Schroders: Active ownership Q&A: how can investors drive change?
What does active ownership really mean in practice? Experts from our sustainable investment team explain.
Active ownership is one of the most important devices in a sustainable investor’s toolkit. Kimberley Lewis, Schroders’ Head of Active Ownership, explains: “Where Schroders has taken the decision to invest in a company on behalf of clients, we believe we can protect and enhance the value of that investment by being active owners and engaging with that company. This is central to our investment philosophy.”
But what is active ownership? What does it look like in practice? How is Schroders pushing for change with companies’ management?
What is active ownership?
KL: “Active ownership involves engaging with companies to influence corporate behaviour around long-term sustainability issues.
“Through ongoing dialogue we get to know companies better and, where necessary, ask companies to change their practices. Once a year we also get the opportunity to vote at a company’s AGM.”
What do we mean by “engagement” when we talk about active ownership?
Hannah Simons, Head of Sustainability Strategy, explains: “When the industry talks about ‘engagement’, this is really a word to describe interactions with companies in which we have invested our clients’ money.
“These interactions are crucial in our assessment of what makes a good investment. This is why it is not only our sustainable investment team driving these activities but also portfolio managers and financial analysts.”
KL: “Because by engaging with companies we can understand them better and we can also make our expectations clear.
“Ultimately, this connection and shared understanding is crucial when the dialogue is about effecting change that, in our view, is needed to safeguard and even increase the value of investments for which we are responsible.”
How does it work in practice?
KL: “An engagement generally begins with setting the basis for this common understanding and helping the company understand our position on a topic.
“Methods include one-on-one meetings with company representatives such as members of the board or managers of specialist areas, phone calls or written correspondence with company advisers and stakeholders, and collaborative engagements with other companies, for example on reporting frameworks.”
Recruit Holdings case study: Changing a recruitment firm for the better.
By Katherine Davidson, Portfolio Manager and Sustainability Specialist
We have invested in Tokyo-headquartered Recruit Holdings for several years and we own almost 1% of the company. Its most important assets are job recruitment sites Glassdoor and Indeed.

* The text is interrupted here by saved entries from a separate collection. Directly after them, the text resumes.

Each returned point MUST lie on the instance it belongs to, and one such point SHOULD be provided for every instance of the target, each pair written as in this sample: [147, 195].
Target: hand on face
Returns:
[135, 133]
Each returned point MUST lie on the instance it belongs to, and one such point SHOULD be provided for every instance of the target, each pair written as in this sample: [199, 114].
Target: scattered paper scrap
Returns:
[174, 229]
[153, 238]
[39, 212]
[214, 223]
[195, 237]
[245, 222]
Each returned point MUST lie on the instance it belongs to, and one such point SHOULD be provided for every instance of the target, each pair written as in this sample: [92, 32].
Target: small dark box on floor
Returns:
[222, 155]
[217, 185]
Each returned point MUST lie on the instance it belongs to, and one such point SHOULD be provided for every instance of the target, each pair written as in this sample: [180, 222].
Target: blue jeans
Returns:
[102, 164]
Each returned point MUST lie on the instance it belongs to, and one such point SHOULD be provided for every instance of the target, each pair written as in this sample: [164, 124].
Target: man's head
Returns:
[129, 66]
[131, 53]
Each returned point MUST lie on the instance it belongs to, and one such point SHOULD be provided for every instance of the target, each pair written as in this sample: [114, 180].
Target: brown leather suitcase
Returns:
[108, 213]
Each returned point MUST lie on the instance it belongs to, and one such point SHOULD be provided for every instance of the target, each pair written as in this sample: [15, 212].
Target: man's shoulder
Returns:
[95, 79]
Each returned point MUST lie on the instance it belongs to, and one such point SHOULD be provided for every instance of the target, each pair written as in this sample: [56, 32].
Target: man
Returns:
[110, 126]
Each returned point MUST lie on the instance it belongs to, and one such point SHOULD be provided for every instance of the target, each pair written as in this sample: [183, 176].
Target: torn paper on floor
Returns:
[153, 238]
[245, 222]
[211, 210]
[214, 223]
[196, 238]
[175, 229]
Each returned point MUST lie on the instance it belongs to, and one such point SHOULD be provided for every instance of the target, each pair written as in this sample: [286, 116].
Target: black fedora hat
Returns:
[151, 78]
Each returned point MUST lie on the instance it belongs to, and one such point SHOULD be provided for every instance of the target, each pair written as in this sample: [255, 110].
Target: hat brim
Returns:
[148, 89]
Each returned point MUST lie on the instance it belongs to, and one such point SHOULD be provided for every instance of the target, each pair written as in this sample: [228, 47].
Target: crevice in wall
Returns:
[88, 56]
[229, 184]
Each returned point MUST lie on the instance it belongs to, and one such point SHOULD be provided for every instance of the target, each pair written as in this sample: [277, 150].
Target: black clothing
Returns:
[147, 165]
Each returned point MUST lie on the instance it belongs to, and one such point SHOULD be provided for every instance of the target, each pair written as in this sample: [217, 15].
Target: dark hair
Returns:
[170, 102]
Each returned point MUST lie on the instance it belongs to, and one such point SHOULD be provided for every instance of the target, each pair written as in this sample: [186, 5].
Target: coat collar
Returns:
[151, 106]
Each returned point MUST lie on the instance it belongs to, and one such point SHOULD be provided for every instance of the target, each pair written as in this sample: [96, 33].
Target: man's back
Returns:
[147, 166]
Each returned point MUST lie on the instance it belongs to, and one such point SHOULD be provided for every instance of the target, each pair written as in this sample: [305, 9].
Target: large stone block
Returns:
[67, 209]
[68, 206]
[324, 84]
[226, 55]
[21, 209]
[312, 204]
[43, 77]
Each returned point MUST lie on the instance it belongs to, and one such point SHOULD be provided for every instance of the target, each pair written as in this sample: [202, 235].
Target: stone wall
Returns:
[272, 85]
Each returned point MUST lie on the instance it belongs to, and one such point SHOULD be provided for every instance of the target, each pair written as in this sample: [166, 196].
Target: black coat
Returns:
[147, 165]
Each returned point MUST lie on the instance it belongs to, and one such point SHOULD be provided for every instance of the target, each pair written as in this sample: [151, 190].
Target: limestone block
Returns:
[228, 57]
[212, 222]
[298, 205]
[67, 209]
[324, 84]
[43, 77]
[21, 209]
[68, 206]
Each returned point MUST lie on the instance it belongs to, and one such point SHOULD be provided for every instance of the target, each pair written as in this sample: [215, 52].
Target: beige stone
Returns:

The company’s mission is to prioritise social value by making the labour market more efficient and encouraging diversity.
In 2019, we provided feedback on how the business was governed and on executive pay. In 2020, Recruit appointed its first woman to the board.
In March 2021, we encouraged Recruit to set net zero targets and in May 2021 it announced company-wide emissions reduction targets for the first time, including plans to achieve net zero by 2030.
Our subsequent conversations with the company have focused on implementation, including best practice for carbon offsets. The company also announced targets for gender parity at all levels of the organisation by 2030.
Recruit plans to achieve this by accelerating the development of younger women and expects to hire more foreign women to grow its pool of female talent.
Diversity goals are now enshrined in the pay structure for senior executives. We’ll continue to monitor Recruit’s progress but see this as immensely encouraging.
The company has recently announced the nomination of another female independent director to the board from 2022, which will bring female representation to a credible 30%.
What issues does Schroders engage on?
HS: “We focus on issues that, following a thorough assessment, we think are material to the long-term value of our holdings. We do so by considering a company’s connection and impact across its main stakeholders: employees, customers, communities, the environment, suppliers and regulators.
“The governance structure and management quality that oversee these stakeholder relationships are also a key focus for engagement discussions.”
What makes a successful engagement?
KL: “We believe that four attributes are critical to successful active ownership and engagement: knowledge, relationships, impact and incentives.
“As well as drawing on the sustainable investment team expertise, we leverage the perspectives of our portfolio managers, analysts, external partners and clients to really understand which sustainability issues matter to long-term performance.
“Schroders has built strong, long-standing relationships with many of the companies in which it invests, with our engagement history dating back to the year 2000.
“The insight gained through engagement can directly influence the investment case.
“Ultimately, we have the power to reduce or even sell out of a holding if engagement is unsuccessful, or the option to avoid investing at all. In the case of listed equities, we exercise our voting rights.”
How do you report on progress?
KL: “We report on all aspects of our engagement activity on a quarterly basis. To facilitate this, we keep an ongoing record of all of our engagement activity and review progress against the objectives we had set. But having a robust mechanism to assess progress is not only important for reporting.
“For us it is also a learning opportunity, a way of seeing what approach has a better chance of success and under what circumstances.”
HS: “Reporting on progress is something that our clients often ask us about. Being open about the process is also crucial for others to hold us, as investors, to account.”
How do you report on progress?
Schroders has a long history of engagement and active ownership. Our fast-growing active ownership team is building further on that foundation and has set out its vision in a recently published Engagement Blueprint.
KL: “This focus on our future active ownership effort is rooted in the long-term outcomes we want to see across our holdings and we will use it as a compass for our future engagements.”